Hasta ese momento, intentar intimidarla no había servido de nada, pero todavía no se había empleado a fondo con ella. Y se creía perfectamente capaz de sobrevivir a la culpa cuando lo hiciera. En ese caso, el fin justificaba los medios.
Pero había otro tipo de culpa machacando su conciencia. Una culpabilidad que crecía con solo mirarla y que lo azotaba con la intensidad de una tormenta de vientos salvajes y lúgubres rayos.
Uno de los minúsculos tirantes del vestido se había roto. El corpiño colgaba sobre el seno derecho de Rebecca, amenazando con descubrirlo cada vez que la escritora tomaba aire. Los labios de Rebecca estaban enrojecidos por la presión de su beso. Y su piel continuaba suave y sonrosada por el deseo.
La luz de la lámpara iluminaba todo su cuerpo. Su pelo era como una puesta de sol, lanzaba destellos dorados y rojizos en una maraña de luz cada vez que giraba.
La cama que se interponía entre ellos era como el afilado recuerdo de lo cerca que habían estado de terminar sobre ella. De lo mucho que Gabe continuaba deseando hacerlo. De lo mucho que continuaba deseando a Rebecca.
No había nada malo en desear a una mujer. No había nada malo en acostarse con una mujer dispuesta a hacerlo. Pero, maldita fuera, aquella era Rebecca. Ella quería tener hijos, formar una familia. Gabe sabía que desnudarse ante una mujer era algo completamente diferente a compartir intimidad. Él nunca había herido deliberadamente a una mujer, jamás se había acostado con nadie que no estuviera jugando con la misma baraja que él.
Y tampoco había dejado nunca que una mujer, ni ninguna otra cosa, interfiriera en su trabajo.
– Me cuesta creer que haya dejado que las cosas fueran tan lejos -musitó-Tammy no debería tener la menor idea de dónde localizarte, pelirroja.

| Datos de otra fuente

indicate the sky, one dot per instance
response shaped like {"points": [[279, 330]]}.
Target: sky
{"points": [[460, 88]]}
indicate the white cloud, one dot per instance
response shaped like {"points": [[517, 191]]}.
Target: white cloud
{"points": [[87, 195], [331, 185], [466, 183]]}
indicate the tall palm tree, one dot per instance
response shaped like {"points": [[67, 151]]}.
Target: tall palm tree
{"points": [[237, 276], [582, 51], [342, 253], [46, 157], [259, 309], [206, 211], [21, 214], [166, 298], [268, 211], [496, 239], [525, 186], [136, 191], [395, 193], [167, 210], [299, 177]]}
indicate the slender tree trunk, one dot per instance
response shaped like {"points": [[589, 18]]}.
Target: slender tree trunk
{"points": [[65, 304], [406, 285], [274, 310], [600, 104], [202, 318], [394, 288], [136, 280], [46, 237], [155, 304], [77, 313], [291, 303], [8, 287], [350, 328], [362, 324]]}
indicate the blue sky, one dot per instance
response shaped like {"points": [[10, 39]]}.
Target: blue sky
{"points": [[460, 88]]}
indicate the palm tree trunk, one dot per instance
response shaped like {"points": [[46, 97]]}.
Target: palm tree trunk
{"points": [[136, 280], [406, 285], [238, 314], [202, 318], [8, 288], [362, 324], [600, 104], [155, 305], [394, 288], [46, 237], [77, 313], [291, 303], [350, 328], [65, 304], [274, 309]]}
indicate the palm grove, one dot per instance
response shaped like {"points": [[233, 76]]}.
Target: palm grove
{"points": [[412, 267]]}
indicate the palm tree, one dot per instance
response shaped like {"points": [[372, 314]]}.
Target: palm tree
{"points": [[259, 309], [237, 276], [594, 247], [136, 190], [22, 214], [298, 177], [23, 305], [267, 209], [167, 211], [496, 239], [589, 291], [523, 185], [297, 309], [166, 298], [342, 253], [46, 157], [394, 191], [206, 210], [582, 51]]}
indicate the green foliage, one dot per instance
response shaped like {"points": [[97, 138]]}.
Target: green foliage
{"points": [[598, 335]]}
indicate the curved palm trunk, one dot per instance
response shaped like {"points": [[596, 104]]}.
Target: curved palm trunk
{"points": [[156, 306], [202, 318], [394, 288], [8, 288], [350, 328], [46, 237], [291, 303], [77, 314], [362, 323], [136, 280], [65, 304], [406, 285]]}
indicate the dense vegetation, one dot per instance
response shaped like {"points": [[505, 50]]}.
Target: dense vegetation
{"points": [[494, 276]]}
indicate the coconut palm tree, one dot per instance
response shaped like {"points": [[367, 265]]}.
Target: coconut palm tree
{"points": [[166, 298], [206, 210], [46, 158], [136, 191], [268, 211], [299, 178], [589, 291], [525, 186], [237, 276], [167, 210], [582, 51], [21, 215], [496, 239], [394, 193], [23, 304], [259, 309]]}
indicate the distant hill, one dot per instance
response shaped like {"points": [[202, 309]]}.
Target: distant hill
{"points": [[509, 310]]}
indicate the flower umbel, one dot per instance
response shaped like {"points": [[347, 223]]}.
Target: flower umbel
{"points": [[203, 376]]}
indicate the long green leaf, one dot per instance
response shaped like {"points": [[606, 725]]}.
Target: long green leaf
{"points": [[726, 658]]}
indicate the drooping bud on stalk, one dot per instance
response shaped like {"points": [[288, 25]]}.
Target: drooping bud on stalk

– Si no hubiera averiguado quién soy yo, nunca habría intentado ponerse en contacto conmigo -respondió Rebecca-.Y, por el amor de Dios, no hay nada peligroso en una conversación. Y la verdad es que Tammy ha sido… muy amable. Se ha disculpado por llamarme tan tarde. Y lo único que ha dicho ha sido que se ha enterado a través de unos amigos de que estaba intentando localizarla. No sabía por qué, pero que si quería que nos viéramos, ella estaba de acuerdo y disponía de tiempo mañana por la mañana.
Cabe elevó los ojos al cielo y contestó imitando la voz de una soprano.
– No sé cómo has podido tragarte una cosa así, pequeña.
– Yo no me he tragado nada, Gabe. Por el amor de Dios, estamos deseando hablar con esa mujer y ella me ha servido la oportunidad en bandeja.
– Sí. Y, curiosamente, ha sugerido una agradable y tranquila reunión en la zona del Gran Cañón para hacerlo. Tammy, o la señorita Pollyana si lo prefieres, no es una amante de la naturaleza. Y es evidente que si ha elegido un lugar tan solitario como ese no es porque quiera dedicarse a meditar contigo.
– Estás sacando conclusiones precipitadas -replicó Rebecca con firmeza-. Ni tú ni yo sabemos si tiene algo peligroso en mente. Y a menos que hable con ella, no tenemos ninguna forma de saber lo que le ronda por la cabeza. -Entonces nunca lo sabremos porque no hay ni la más remota posibilidad de que vayas a reunirte tú sola con esa mujer.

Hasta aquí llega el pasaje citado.